Psalms 27:14 - Sermon Bible Commentary

Bible Comments

Psalms 27:14

I. How we are to wait on God. (1) We are to wait on God in His ordinances. (2) We are to wait on God in His ordinances with faith and perseverance.

II. They that wait on the Lord shall receive strength. God shall make good His promise, "As thy days are, so shall thy strength be."

T. Guthrie, The Way to Life,p. 282.

References: Psalms 27:14. Spurgeon, Sermons,vol. xxiii., No. 1371; Ibid., Morning by Morning,p. 243.

Psalms 27:14

No state is more dreary than that of the repentant sinner when first he understands where he is and begins to turn his thoughts towards the Great Master whom He has offended. A man finds that he has a great work to do, and does not know how to do it, or even what it is; and his impatience and restlessness are as great as his conscious ignorance; indeed, he is restless because he is ignorant. There is great danger of his taking wrong steps, inasmuch as he is anxious to move and does not know whither.

I. Repentant sinners are often impatient to put themselves upon some new line of action or to adopt some particular rule of life. It commonly happens that God does not disclose His will to them at once, and for that will they ought to wait, whereas they are impatient; and when God's will does not clearly appear, they try to persuade themselves that they have ascertained it when they have not. St. Paul should be the pattern of the true penitent here.

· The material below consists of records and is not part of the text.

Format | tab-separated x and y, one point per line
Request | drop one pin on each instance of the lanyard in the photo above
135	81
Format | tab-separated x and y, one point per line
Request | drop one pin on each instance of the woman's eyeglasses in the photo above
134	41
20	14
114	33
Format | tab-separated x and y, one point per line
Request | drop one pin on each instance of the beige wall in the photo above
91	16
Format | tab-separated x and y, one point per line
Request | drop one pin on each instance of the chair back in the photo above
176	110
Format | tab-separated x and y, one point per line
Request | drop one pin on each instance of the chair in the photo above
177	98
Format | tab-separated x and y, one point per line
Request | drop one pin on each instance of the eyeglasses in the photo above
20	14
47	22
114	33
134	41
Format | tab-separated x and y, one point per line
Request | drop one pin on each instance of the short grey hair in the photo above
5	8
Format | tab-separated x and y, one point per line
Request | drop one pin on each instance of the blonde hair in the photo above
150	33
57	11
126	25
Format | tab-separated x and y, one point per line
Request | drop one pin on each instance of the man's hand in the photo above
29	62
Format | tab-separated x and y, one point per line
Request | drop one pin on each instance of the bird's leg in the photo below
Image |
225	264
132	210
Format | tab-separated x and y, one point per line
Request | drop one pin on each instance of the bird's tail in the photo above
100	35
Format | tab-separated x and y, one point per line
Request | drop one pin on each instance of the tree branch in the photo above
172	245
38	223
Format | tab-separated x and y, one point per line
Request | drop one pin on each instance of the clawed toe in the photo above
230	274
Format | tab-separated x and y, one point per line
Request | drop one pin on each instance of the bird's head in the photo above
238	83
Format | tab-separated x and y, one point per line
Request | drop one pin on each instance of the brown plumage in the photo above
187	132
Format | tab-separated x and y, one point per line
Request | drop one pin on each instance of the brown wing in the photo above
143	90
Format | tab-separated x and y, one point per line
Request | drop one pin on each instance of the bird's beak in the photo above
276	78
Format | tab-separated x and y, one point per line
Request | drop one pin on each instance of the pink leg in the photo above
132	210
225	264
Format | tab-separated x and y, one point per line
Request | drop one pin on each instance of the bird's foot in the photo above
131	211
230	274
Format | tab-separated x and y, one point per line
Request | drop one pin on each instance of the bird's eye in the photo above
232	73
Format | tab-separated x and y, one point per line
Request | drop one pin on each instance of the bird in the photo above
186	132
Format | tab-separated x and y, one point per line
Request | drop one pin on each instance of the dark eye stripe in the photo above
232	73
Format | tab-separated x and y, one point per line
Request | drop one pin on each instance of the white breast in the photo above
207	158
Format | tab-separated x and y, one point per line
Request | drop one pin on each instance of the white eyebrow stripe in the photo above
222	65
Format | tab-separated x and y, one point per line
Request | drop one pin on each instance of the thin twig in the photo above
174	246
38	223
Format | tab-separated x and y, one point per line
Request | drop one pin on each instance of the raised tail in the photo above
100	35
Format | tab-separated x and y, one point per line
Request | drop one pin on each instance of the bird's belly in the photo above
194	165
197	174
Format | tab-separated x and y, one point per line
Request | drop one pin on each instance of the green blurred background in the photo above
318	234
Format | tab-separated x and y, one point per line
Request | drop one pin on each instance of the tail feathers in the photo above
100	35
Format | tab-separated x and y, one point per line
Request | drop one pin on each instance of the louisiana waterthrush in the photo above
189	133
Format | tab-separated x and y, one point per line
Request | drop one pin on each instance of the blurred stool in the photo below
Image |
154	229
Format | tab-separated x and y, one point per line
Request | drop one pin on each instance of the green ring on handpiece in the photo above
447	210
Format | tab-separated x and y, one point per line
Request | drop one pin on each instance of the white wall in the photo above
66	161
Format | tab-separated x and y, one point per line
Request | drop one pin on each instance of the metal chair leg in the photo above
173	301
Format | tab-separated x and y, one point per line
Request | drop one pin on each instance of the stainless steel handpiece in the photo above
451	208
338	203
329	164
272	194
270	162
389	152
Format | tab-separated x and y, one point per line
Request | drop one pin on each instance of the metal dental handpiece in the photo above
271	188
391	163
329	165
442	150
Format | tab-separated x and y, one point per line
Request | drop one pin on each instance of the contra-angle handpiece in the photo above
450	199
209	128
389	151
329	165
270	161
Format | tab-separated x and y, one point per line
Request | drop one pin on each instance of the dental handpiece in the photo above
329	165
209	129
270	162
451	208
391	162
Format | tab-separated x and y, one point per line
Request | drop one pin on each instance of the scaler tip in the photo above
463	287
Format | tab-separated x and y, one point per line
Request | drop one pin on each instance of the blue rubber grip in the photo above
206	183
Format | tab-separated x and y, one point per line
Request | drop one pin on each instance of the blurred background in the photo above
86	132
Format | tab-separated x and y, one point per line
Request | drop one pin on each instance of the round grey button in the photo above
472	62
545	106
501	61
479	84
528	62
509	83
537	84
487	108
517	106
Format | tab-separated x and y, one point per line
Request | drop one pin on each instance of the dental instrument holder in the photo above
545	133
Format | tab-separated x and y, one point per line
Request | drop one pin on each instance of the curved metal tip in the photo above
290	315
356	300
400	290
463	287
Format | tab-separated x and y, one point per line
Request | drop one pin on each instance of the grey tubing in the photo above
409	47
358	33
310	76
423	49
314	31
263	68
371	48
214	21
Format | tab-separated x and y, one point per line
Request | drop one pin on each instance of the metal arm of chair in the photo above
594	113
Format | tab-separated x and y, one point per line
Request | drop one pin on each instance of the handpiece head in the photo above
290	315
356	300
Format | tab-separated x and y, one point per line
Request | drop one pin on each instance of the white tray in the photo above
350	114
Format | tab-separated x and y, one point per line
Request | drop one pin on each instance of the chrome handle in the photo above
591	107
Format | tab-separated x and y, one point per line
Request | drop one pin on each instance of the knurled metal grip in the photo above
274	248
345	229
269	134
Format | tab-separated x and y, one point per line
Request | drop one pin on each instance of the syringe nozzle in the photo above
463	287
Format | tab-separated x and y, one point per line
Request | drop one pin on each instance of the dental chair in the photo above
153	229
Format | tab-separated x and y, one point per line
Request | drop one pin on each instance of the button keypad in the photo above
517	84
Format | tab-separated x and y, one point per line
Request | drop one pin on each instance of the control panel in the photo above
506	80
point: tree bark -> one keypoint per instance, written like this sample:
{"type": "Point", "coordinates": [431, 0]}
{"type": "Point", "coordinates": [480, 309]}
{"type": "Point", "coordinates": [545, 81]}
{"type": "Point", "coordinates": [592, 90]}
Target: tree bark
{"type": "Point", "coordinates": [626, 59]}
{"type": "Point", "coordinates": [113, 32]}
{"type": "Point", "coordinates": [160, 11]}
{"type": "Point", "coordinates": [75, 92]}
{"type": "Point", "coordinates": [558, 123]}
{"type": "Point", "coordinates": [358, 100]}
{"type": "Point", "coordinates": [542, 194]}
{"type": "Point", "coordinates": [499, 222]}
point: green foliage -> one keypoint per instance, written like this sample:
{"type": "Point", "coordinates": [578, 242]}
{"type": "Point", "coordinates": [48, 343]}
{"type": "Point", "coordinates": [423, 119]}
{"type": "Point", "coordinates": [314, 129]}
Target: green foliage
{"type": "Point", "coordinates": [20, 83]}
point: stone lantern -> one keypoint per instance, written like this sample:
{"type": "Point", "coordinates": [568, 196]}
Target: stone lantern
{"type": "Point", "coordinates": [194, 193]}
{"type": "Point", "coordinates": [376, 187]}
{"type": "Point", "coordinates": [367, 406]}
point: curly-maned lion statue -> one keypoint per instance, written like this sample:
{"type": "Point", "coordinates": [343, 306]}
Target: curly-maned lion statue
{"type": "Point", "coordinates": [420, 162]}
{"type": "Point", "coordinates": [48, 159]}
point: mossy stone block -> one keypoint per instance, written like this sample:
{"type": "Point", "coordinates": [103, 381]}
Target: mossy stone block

II. Next, I would say to such persons as I have described, Be on your guard, not only against becoming committed to some certain mode of life or object of exertion, but guard against excess in such penitential observances as have an immediate claim upon you and are private in their exercise. All things are done by degrees. All things, through God's grace, may come in time, but not at once. As well might a child think to grow at once into a man as the incipient penitent become suddenly like St. Paul the aged.

III. When persons are in acute distress about their sins, they are sometimes tempted to make rash promises and to take on them professions without counting the cost. Perhaps they have even been imprudent enough to make their engagement in the shape of a vow, and this greatly increases their difficulty. This shows how very wrong it is to make private vows. It is safer and more expedient to make it a point ever to pray God for that gift or that state which they covet.

IV. When men are in the first fervour of penitence, they should be careful not to act on their own private judgment and without proper advice. Not only in forming lasting engagements, but in all that they do, they need a calmer guidance than their own. As no one would ever dream of being his own lawyer or his own physician, so we must take it for granted, if we would serve God comfortably, that we cannot be our own divines and our own casuists.

J. H. Newman, Sermons on Subjects of the Day,p. 41.

Psalms 27:14

14 Wait on the LORD: be of good courage, and he shall strengthen thine heart: wait, I say, on the LORD.